From 90 degrees and sunny to nine degrees and snowing, NFL coaches have seen it all and worn it all.
Most of the time, a coach's attire will reflect his coaching style, his personality, or both. From the NFL's beginnings, there have been coaches who's fashion sense has made them stand out from the rest.
Here is a list of just a few of the men who rule the roost, and what they chose to wear while doing it.
Tony Dungy, the recently-retired head coach of the Indianapolis Colts, models here his traditional sweater-vest look.
It is always worn over a collar-less shirt, either short or long sleeves, weather permitting, and makes him look like the sweet old grandpa on the sidelines.
Its neat, precise, and approachable, just like the man himself.
Coming from a more classic and refined age, NFL coach Vince Lombardi, one of the greatest coaches of all-time, models his traditional suit, hat, and coat.
Always sharp and always presentable, Lombardi represents an older age where coaches would dress nicely, commanding the sidelines in an almost business-like way.
He dressed for success and obtained it.
Tom Landry follows in the same style of Lombardi. Landry always wore a suit and tie or sport coat and slacks, topped off with a fedora to give him a sharp, pulled-together appearance.
Its a good thing the league didn't require the suits to match the teams' colors, otherwise this era would have seen quite a few interesting suit colors, and it would ruin the sharp-dressed effect so completely rocked by Landry.
John Madden, famous for his coaching, broadcasting, video games, and video-game curse, coached during the same time as Tom Landry.
He makes our list because of a famous 'do. Not to be covered by a fedora or any other hat, John Madden styles mutton chops and a crew cut.
In the broadcast booth, he favored more three-piece designer suits than the basics seen here, but he's one face, one hair cut, and one voice that we will not soon forget.
Bill Cowher, the former coach of the Steelers, is seen here modeling the NFL version of a windbreaker. A staple in wardrobes north of the Mason-Dixon line, the windbreaker provides protection from the elements as well as loyalty to his team without making him look like a sissy.
So why is Cowher always scowling? Because that's part of his wardrobe, too!
He's not the sweet grandfather like Dungy, he's the head coach, and if you step out of line or miss a tackle, you are in for it.
Mike Smith, the coach of the Atlanta Falcons, dresses as unassumingly as his name. Seen here modeling the black long-sleeved polo with red accents, Smith could be seen all season in variations of the same shirt.
Short sleeves, long sleeves, red, white, black, any combination. Its professional, its simple, and it fits right into the NFL without creating a stir.

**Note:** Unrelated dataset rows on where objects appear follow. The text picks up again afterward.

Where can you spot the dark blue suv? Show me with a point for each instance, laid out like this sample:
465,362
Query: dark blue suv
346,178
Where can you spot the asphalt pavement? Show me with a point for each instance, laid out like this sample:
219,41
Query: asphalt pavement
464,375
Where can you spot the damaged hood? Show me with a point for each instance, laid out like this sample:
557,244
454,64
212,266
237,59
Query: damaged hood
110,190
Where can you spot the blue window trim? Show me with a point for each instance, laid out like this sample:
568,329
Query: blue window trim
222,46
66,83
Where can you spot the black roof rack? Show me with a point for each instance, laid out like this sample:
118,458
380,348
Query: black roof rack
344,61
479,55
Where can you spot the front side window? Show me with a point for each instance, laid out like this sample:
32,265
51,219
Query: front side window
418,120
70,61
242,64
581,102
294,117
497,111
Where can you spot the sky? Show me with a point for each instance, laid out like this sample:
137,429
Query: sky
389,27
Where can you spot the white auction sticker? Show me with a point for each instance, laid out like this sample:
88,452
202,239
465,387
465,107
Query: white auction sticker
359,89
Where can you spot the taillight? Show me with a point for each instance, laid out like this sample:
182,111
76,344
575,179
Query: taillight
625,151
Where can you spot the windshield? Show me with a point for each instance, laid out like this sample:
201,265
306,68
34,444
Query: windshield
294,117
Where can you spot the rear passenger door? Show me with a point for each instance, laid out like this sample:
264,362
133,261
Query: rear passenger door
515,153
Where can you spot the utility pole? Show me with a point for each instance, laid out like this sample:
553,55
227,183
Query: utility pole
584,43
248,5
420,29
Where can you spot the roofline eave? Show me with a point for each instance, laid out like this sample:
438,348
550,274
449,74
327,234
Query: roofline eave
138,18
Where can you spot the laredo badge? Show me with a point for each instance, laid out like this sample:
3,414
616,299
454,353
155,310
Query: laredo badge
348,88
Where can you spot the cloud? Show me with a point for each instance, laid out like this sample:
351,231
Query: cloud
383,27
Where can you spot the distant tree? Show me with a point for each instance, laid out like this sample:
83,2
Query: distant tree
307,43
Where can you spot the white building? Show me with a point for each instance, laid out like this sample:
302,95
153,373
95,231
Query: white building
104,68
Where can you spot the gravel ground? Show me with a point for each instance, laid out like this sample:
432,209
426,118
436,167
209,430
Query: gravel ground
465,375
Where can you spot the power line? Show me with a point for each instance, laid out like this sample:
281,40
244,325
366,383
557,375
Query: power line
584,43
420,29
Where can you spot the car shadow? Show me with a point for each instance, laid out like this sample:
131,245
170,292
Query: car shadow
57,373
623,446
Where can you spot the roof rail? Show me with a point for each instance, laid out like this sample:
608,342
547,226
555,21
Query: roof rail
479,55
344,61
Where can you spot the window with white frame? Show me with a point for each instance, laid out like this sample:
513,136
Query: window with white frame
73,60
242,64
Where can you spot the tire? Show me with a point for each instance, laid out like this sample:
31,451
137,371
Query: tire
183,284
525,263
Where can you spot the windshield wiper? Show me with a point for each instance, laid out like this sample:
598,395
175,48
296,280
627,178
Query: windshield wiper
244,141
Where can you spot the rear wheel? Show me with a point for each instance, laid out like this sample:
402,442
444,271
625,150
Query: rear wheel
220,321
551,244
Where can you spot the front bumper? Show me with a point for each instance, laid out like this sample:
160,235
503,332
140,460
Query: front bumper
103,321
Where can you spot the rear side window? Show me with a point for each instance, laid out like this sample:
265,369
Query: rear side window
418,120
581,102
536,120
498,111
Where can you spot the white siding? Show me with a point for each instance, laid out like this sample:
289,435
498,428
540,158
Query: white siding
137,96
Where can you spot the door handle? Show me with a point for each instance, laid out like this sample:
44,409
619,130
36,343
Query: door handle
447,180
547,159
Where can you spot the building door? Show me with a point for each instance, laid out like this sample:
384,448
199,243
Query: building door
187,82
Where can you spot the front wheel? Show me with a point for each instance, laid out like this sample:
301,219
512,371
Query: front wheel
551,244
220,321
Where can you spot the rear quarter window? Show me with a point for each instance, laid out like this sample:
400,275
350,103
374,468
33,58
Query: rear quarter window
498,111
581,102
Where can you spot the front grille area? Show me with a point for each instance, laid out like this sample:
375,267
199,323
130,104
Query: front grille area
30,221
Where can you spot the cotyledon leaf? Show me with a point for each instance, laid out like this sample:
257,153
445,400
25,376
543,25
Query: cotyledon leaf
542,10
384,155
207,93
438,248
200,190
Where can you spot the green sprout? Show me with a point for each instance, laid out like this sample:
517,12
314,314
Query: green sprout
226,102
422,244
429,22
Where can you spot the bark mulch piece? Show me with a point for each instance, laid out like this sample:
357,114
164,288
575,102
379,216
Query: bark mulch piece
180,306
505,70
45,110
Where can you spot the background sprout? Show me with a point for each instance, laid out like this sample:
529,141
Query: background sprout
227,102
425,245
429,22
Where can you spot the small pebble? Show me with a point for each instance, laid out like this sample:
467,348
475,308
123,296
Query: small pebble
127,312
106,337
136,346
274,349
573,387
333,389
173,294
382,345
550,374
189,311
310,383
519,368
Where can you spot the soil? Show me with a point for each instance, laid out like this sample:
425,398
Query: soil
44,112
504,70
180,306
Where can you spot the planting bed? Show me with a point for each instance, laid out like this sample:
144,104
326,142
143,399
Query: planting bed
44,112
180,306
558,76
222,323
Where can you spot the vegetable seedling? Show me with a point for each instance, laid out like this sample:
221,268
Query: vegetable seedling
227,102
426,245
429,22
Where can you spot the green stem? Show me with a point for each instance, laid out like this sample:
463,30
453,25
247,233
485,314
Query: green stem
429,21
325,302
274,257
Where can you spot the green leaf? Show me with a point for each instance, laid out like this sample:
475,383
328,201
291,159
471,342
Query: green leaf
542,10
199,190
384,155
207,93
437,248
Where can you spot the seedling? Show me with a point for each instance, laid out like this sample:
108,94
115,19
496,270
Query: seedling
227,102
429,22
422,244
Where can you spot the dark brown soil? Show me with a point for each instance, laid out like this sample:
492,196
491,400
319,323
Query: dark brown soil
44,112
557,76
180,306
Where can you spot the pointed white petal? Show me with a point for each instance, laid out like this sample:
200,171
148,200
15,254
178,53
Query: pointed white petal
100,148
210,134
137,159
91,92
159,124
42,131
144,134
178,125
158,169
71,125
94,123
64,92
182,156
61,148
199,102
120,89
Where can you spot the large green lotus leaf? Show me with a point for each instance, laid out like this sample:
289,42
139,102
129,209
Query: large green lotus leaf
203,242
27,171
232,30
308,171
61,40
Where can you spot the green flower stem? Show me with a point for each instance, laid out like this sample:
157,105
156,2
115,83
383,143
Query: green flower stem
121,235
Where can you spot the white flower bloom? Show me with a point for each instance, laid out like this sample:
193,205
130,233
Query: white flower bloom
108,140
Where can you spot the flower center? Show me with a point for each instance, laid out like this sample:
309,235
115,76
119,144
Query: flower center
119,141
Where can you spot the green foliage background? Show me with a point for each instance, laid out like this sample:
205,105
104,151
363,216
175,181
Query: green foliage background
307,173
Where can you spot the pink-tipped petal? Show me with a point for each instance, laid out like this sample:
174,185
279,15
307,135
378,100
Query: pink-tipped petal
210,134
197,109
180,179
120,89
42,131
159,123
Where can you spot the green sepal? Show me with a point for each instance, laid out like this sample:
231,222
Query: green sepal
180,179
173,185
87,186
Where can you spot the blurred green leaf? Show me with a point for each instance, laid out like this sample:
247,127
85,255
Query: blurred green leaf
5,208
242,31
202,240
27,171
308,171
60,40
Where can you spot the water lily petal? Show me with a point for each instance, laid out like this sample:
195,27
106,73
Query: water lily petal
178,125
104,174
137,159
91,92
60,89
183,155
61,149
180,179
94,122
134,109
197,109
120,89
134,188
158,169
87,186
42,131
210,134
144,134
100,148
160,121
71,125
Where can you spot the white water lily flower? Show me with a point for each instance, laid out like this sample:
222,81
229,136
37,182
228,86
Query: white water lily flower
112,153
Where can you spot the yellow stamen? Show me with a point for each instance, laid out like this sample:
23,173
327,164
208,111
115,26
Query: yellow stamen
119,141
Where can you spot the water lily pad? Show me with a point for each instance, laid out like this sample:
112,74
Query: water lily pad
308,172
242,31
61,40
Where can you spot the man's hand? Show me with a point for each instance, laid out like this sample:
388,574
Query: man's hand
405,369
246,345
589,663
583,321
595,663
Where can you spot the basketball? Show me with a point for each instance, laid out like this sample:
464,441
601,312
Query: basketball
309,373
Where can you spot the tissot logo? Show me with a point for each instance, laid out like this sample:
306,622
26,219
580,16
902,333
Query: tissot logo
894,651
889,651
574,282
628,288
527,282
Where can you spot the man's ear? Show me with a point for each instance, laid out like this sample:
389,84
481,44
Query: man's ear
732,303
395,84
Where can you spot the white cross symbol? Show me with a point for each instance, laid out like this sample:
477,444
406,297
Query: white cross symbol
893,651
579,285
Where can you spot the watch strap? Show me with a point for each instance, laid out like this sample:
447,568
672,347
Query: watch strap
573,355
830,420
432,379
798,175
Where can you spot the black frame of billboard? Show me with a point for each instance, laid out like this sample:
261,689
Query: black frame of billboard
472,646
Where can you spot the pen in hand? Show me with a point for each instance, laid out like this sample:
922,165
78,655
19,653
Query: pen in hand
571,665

Bill Belichick might be the worst dressed coach in the NFL. He might be the worst dressed coach in any sport, ever. But here he is in your basic NFL polo with your basic NFL visor, very un-Belichick like attire.
Doesn't it freak you out a little?
That's better, isn't it?
As sloppy and as natty as this man is, there is no denying the brilliance of his coaching. Could it have something to do with the hobo-like appearance and the cut-up sweatshirts?
Little is known about Bill's fascination with cutting off his sleeves. Some say he just got hot one day and had an assistant do it, others think it is some kind of superstitious thing.
Either way, he makes our list because the unapproachable, curmudgeonly, hobo appearance he gives off seems to be the way he acts as a coach as well.
So whether its a sweater vest, a three-piece suit, a hobo sweatshirt, or a combination, as seen here with Mike Ditka, NFL coaches dress themselves in a way that reflects not only their personal style, but their personalities as well.
What will be the next fashion statement? Will someone bring back the suit? Or will something worse appear? How you could possibly get worse than Bill Belichick, I don't know.